Recover the path before explaining the calculations.

  1. What morphism turns a TokenSequence into a TrainingSet?
  2. Which three arrows turn a TokenId into a Distribution?
  3. Which two objects are paired before CrossEntropy can produce Loss?

Explain

Use the target token to explain why the loss boundary needs a product object.

  1. Why are Logits not the same object as Distribution?
  2. Why does CrossEntropy use the probability at target.index() instead of the largest probability in the distribution?
  3. Why does an out-of-range target error belong inside CrossEntropy?

Apply

Use the demo output and the numeric examples in this chapter.

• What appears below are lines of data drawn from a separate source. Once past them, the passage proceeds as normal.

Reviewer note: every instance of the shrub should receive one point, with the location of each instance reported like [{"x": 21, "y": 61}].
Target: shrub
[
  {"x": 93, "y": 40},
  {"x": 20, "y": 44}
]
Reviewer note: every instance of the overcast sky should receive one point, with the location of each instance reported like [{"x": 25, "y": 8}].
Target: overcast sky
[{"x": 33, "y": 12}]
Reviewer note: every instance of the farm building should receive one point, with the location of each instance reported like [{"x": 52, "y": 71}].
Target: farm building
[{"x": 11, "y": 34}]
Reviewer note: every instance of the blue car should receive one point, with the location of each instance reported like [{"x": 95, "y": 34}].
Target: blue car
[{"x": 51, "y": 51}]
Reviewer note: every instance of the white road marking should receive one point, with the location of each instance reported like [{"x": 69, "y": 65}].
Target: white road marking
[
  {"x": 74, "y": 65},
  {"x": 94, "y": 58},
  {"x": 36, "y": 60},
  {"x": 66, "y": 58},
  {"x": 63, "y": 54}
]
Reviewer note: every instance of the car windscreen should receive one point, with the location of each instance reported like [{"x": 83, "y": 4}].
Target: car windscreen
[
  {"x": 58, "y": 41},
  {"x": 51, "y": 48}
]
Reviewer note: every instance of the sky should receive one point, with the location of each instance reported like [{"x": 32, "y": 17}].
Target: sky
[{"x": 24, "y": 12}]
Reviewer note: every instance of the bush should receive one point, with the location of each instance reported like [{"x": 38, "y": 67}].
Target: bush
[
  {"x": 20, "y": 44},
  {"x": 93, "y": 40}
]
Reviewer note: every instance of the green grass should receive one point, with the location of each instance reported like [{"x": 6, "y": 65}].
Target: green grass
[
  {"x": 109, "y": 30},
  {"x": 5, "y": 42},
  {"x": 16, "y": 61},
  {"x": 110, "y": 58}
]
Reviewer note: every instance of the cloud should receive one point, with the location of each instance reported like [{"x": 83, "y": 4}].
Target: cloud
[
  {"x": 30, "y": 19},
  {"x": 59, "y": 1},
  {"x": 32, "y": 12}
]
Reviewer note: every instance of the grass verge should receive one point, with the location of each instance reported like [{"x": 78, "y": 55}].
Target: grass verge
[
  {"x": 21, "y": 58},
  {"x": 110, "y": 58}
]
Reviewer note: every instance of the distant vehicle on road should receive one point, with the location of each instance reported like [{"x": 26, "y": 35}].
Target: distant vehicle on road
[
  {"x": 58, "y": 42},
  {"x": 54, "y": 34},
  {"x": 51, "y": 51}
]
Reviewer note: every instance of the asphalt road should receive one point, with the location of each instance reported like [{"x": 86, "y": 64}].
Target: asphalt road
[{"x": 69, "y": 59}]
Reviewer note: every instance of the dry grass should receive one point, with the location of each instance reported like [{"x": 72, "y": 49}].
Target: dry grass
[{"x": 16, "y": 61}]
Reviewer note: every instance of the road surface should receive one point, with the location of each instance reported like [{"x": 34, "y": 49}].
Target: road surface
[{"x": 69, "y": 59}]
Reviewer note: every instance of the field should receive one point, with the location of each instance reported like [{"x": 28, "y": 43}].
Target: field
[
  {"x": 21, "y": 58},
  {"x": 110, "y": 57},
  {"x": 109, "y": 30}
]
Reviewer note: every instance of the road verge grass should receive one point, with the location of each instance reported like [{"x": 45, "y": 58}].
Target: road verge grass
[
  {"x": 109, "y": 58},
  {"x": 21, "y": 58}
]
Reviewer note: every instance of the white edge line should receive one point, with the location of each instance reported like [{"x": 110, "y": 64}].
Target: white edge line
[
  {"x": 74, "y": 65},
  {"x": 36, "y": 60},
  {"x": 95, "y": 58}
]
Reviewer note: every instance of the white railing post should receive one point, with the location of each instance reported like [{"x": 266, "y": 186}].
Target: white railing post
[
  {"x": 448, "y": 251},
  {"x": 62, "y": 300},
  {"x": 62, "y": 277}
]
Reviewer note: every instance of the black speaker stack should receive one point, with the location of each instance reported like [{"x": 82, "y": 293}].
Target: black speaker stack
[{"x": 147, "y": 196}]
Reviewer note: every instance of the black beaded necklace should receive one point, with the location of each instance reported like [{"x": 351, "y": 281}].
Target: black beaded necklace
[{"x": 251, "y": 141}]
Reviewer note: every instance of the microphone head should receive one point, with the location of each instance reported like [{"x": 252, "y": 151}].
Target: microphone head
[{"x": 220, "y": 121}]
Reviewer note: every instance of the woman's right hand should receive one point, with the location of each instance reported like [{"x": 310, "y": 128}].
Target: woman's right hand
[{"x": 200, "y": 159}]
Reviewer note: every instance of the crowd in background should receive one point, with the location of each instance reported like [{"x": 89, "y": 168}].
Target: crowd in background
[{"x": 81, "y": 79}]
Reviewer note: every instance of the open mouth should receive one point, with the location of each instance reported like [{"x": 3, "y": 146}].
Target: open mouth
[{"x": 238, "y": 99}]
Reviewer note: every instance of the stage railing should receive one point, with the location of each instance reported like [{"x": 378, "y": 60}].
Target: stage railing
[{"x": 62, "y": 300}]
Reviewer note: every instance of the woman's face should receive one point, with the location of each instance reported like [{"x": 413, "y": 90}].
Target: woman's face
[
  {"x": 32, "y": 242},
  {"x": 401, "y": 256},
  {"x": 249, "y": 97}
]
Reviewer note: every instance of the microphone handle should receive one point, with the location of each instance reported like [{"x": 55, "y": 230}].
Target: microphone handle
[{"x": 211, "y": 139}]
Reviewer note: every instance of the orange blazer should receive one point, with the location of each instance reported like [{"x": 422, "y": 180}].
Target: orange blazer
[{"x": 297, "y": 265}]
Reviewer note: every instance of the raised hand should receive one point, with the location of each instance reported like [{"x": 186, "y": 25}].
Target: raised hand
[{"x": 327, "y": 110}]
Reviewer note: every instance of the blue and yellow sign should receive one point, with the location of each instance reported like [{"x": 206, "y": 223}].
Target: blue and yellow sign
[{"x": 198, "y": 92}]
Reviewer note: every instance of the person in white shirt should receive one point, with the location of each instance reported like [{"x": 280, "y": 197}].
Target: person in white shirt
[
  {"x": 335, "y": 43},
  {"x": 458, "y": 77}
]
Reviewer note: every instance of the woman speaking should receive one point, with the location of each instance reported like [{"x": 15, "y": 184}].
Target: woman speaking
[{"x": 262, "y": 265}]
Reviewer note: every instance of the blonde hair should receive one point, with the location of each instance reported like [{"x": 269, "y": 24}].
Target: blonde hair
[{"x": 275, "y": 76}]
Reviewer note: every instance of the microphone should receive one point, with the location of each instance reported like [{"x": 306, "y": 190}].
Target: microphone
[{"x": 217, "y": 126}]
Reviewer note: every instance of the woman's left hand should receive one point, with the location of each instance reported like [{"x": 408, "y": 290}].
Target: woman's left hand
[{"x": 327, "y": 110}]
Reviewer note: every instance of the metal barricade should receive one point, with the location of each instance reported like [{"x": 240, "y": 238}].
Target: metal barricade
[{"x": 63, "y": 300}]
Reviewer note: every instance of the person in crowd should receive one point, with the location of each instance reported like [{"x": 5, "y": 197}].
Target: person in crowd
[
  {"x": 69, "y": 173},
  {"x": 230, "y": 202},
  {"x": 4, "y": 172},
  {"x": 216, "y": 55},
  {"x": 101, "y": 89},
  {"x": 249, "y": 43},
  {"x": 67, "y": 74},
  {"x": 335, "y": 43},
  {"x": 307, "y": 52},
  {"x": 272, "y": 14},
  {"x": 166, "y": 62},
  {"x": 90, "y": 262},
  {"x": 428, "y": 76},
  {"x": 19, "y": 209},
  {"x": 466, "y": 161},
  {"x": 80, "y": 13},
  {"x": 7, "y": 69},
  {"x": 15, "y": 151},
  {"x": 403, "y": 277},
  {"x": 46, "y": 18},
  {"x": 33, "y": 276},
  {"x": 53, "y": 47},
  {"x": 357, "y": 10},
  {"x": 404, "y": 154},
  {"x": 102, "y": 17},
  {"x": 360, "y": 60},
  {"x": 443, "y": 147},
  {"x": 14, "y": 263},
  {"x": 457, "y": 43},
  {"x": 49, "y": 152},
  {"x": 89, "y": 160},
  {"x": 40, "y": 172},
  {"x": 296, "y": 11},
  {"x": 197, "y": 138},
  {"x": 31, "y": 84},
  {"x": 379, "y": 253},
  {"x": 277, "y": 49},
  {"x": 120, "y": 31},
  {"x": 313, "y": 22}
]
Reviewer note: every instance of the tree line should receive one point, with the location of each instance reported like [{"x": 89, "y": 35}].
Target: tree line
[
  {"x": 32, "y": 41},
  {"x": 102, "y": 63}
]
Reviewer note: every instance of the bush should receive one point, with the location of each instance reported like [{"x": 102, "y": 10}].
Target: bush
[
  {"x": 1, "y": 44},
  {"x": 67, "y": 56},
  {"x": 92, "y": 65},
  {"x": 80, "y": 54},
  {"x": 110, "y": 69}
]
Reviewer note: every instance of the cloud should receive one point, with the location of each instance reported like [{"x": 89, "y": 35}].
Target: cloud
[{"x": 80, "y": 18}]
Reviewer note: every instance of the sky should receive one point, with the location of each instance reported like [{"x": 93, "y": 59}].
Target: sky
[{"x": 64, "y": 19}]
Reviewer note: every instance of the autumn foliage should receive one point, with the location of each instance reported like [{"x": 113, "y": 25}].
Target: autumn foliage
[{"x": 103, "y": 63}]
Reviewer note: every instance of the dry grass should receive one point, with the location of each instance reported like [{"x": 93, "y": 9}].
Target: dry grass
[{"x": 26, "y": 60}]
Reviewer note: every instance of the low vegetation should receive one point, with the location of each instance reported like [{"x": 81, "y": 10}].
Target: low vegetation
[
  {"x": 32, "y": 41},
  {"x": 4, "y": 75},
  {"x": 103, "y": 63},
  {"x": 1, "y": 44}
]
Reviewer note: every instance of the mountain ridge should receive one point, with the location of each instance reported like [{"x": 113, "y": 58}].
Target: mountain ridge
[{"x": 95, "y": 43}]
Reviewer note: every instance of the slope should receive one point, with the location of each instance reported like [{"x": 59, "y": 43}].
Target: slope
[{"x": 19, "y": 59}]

  1. Given TokenId -> Vector -> Logits -> Distribution, write the Rust type that must appear between Embedding and Softmax.
  2. A distribution is [0.70, 0.20, 0.10] and the target token index is 1. Which probability should cross entropy use?
  3. A token sequence is [4, 9, 2]. Which adjacent training pairs should DatasetWindowing produce?

Debug

For each invalid shortcut, name the missing boundary or wrong object:

Logits -> Loss
Distribution -> Loss
using the maximum probability instead of the target probability

A strong answer should mention the exact typed path:

Logits -> Distribution
Distribution x TokenId -> Loss

The point is not to memorize the formula. The point is to know which object owns the probability invariant and which object selects the target probability.